Data science is a new and growing profession and many companies are scrambling to either find a data scientist or to increase their data team. But what exactly do these people do and how can they help all types of organizations?
At Super Forum 2017, we’re excited to bring Brad Klingenberg, the Vice President of Data Science at Silicon Valley startup Stitch Fix, as a keynote speaker. He’s going to talk about what data scientists can do for organizations and how they wrangle big data into actionable insights.
Here’s a brief introduction to Brad, Stitch Fix and data science.
Higher Logic: First things first—what is a data scientist?
Brad Klingenberg: I’ve always been fond on the definition from Josh Wills, a data scientist is “a person who is better at statistics than any software engineer and better at software engineering than any statistician.”
I think this is helpful in underscoring the unique position data science has at the intersection of so many disciplines. It’s a big tent and includes much of statistics, computer science, and machine learning among other related fields depending on application (e.g. natural language processing). In practice, data science includes a wide range of activities including experimentation, statistical modeling, machine learning, designing and implementing algorithms, some data engineering and, in general, making decisions with data. Because of its’ breadth, it’s hard to find something much pithier than the definition from Josh.
HL: What are the qualities of a good data scientist?
BK: Data science requires a strong technical skillset, but that’s often not what separates a great data scientist from a good data scientist. Beyond technical skills, two important qualities are: a maturity in framing problems and building models, as well as comfort with ambiguity.
The best data scientists are often the ones who know when a simple solution is the right one and don’t overcomplicate their approaches - a preference that usually comes with experience working with data and models. Being comfortable with ambiguity is similarly important. Many people can excel when a clearly framed prediction problem is presented to them, but the best are those who can figure out what problems to solve in the first place. Defining the goal of a project, how to measure its success, and what exactly you are optimizing is often trickier and more important than commonly appreciated.
HL: What’s the biggest misconception of data science?
BK: Given the enormous success and popularity of deep learning in recent years, one might think that this is the best approach for any problem. Sometimes it is, but many problems are better approached with other tools - particularly when the limiting factor is not the complexity of the predictive model.

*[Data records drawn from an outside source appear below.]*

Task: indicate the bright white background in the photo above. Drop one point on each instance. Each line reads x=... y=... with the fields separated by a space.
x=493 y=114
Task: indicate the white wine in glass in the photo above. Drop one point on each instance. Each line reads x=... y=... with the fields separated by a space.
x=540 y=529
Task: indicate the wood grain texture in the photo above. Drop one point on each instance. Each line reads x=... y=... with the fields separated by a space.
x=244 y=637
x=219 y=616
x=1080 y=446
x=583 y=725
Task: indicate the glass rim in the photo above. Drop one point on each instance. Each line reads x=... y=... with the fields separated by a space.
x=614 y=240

There is also sometimes a misconception that data science is all about supervised learning, that is, making predictions. Supervised learning is important, but data scientists are also engaged in a wide variety of activities including experiments and inference, forecasting, measuring tradeoffs, optimization, and in many cases, figuring out what data to collect in the first place.
HL: How does someone end up as a data scientist? And what was your journey to becoming one?

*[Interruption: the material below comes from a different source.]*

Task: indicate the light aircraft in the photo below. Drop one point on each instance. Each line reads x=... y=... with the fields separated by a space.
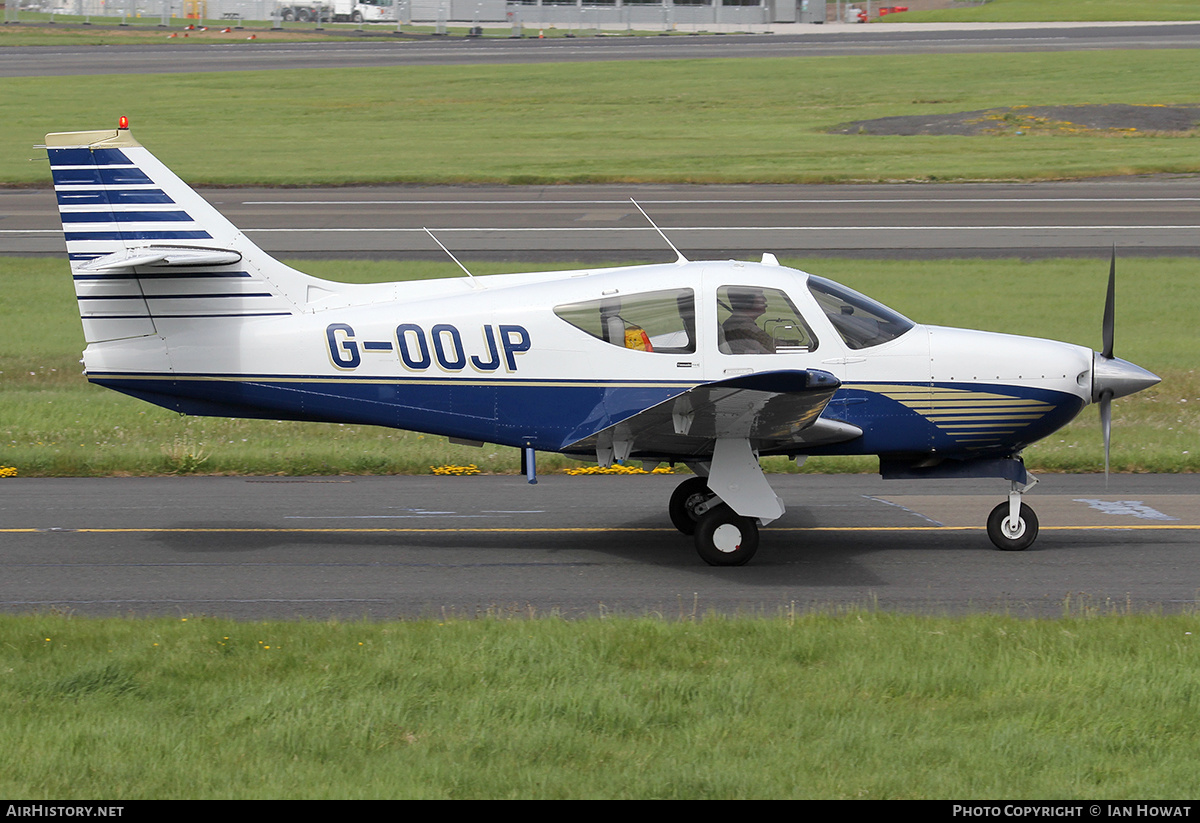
x=708 y=364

BK: If data science were a river it would have many tributaries. I came to data science through applied statistics but many of my colleagues come from computer science, engineering and the quantitative sciences: physics, neuroscience, epidemiology etc. The best preparation is to have spent a lot of time manipulating data with code and trying to answer hard questions with data.
HL: What does your team do for Stitch Fix? And how does data science help you achieve your goals?
BK: One of the most interesting aspects of Stitch Fix is the degree to which data science is engaged with nearly every aspect of the business. As is well known, we use data science to help pick the best inventory to send to our clients. But we also use data in a wide variety of other ways including (but not limited to!) helping decide what inventory to buy, how to manage our inventory, forecasting client demand, personalizing our marketing, optimizing the operations of our warehouses, and helping decide what data to collect from clients.
You can find a fun overview of the ways that we use data science at: http://algorithms-tour.stitchfix.com/.
While there are many aspects of Stitch Fix that lend themselves to using data and personalization, I think the broad engagement of data science is a trend that we will start to see much more broadly in many industries and organizations - including nonprofits, B2B companies, and professional associations.
HL: What’s the most interesting issue you’ve solved with data?
BK: One of the most fun problems we’ve been working on is using data and algorithms to design new clothes. While we’ve always used our feedback loops from client checkout data to iteratively improve our inventory, we have only recently begun to truly design new items using algorithms.
Even in its early stages, this new approach has produced some extremely successful new styles. I certainly never thought I’d be designing apparel! You can find some fun coverage of the topic in the WSJ: https://www.wsj.com/articles/next-top-fashion-designer-a-computer-1489323600.